Simon Russell Beale, one of Britain’s leading Shakespearean actors, has spoken of his sorrow over the generation of young performers struggling without work and of his fear that audiences will be frightened to return to the theatre for some time.
“My heart breaks for young actors,” he said this weekend. “To be a graduate drama student now must be horrible, with nothing in the bank and no previous work to persuade people to cast you in the future.”
The actor, who has started to write a book about his theatrical life while in lockdown at his home in Wiltshire, said he is feeling panic for the first time in his career. The lack of certainty about the re-opening of theatres has unsettled him, he said.
“I have never absolutely panicked before, even when I was young and out of work. But I am feeling it now.”
Russell Beale, 59, was about to perform on Broadway in a long run of the acclaimed production The Lehman Trilogy when theatres were shut.
“What was difficult was the idea that the job didn’t exist any more. Normally if they cancel a show you can just go and find another one. Most of us are scared because we have no idea what is going to happen and what theatre is going to look like in the future,” he told the Observer.
Last week the actor’s union, Equity, came to a deal with the Society of London Theatre to protect those actors appearing in musicals and plays at the time of the shutdown.
Under the agreement, cast members under contract have the chance to start again, once a revised performance date is set.
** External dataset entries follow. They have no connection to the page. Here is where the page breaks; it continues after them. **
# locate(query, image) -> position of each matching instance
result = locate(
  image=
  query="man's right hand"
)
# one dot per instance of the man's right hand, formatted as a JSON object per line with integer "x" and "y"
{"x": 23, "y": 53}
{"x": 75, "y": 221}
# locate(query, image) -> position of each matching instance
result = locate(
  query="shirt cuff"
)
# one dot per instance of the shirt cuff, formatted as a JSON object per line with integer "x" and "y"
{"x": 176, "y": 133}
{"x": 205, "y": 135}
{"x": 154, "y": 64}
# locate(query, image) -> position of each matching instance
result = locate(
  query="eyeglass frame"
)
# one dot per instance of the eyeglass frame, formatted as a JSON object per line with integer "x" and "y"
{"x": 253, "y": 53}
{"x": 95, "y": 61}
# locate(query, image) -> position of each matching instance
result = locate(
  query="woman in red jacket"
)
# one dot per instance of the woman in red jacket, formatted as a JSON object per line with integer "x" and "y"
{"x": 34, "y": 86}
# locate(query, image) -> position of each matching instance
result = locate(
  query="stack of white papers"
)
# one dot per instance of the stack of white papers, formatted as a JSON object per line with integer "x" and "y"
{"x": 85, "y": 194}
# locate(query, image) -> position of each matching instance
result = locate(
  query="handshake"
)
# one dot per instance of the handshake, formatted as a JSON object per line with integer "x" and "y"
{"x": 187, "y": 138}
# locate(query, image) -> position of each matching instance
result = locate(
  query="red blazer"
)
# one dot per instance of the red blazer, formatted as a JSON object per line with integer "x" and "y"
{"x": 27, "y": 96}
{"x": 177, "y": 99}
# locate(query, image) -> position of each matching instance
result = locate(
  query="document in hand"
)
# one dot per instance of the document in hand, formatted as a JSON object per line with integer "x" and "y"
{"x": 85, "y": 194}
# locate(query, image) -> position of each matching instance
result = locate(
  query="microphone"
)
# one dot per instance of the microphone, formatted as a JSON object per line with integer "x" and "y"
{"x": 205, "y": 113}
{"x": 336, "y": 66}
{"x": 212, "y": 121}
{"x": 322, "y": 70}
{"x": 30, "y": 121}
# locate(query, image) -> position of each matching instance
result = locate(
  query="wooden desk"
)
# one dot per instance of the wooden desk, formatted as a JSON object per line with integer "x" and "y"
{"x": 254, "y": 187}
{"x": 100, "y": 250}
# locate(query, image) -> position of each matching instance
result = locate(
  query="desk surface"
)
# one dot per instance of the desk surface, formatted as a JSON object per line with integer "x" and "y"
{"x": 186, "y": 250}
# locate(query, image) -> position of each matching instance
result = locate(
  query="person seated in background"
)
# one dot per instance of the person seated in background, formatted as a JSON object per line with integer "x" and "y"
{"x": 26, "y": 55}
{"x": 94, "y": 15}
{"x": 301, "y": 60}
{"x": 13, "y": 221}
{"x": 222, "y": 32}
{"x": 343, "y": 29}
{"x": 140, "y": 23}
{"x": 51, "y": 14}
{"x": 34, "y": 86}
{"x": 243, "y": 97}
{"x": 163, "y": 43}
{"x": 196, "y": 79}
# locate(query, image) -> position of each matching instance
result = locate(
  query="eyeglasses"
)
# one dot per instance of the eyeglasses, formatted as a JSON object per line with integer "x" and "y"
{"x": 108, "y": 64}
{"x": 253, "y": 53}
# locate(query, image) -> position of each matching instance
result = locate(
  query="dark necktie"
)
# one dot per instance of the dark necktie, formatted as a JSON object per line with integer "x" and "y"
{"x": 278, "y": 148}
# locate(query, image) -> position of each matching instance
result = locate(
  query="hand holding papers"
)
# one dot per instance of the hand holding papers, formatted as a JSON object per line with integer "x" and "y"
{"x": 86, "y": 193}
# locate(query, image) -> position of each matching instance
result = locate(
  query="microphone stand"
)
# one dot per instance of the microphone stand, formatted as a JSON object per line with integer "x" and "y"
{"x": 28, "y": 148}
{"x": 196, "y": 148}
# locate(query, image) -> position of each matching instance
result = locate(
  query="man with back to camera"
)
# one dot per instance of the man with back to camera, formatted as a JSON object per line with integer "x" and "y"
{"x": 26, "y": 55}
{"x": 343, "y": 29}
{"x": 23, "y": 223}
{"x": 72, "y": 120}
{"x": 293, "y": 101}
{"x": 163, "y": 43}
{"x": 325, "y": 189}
The government’s self-employment income support scheme should provide further protection for some and thetheatres and Equity are lobbying for those who are still not covered.
“I hope too many don’t give up,” said Russell Beale. “When I was young people dropped out of acting, of course, during the first few hard years, but God knows what is going to happen this time.”
His more optimistic hope is that the public will realise how important the West End theatres are to the general appeal of London as a destination, even for those just going out to eat.
In July 1606, Shakespeare had to close down his theatre because the weekly death toll from the plague had risen. In August, there were 116 deaths in one week and 600 Londoners died that October. But audiences later returned, once the government order was lifted.
“You wonder how people were coaxed back into the theatre in Shakespeare’s time. I am bullish though about people’s fundamental need for contact, or at least physical proximity, whether they are watching a play, a concert or a firework show. We need that sense of community,” said Russell Beale.
The actor has brothers and sisters working in the NHS and he has examined the different nature of his own very different vocation during his enforced period at home.
“I certainly feel a compulsion to do it and I am missing it desperately, although not the anxious hour before you go on stage,” he said. “What I do miss is the feeling at the end of a show that you have achieved something: that first beer afterwards in the dressing room. It is really the bargain you make as an actor. You do it as well for the type of silence you can sometimes hear in the theatre, or for the laugh you get. I want us to all get together again for that one day.”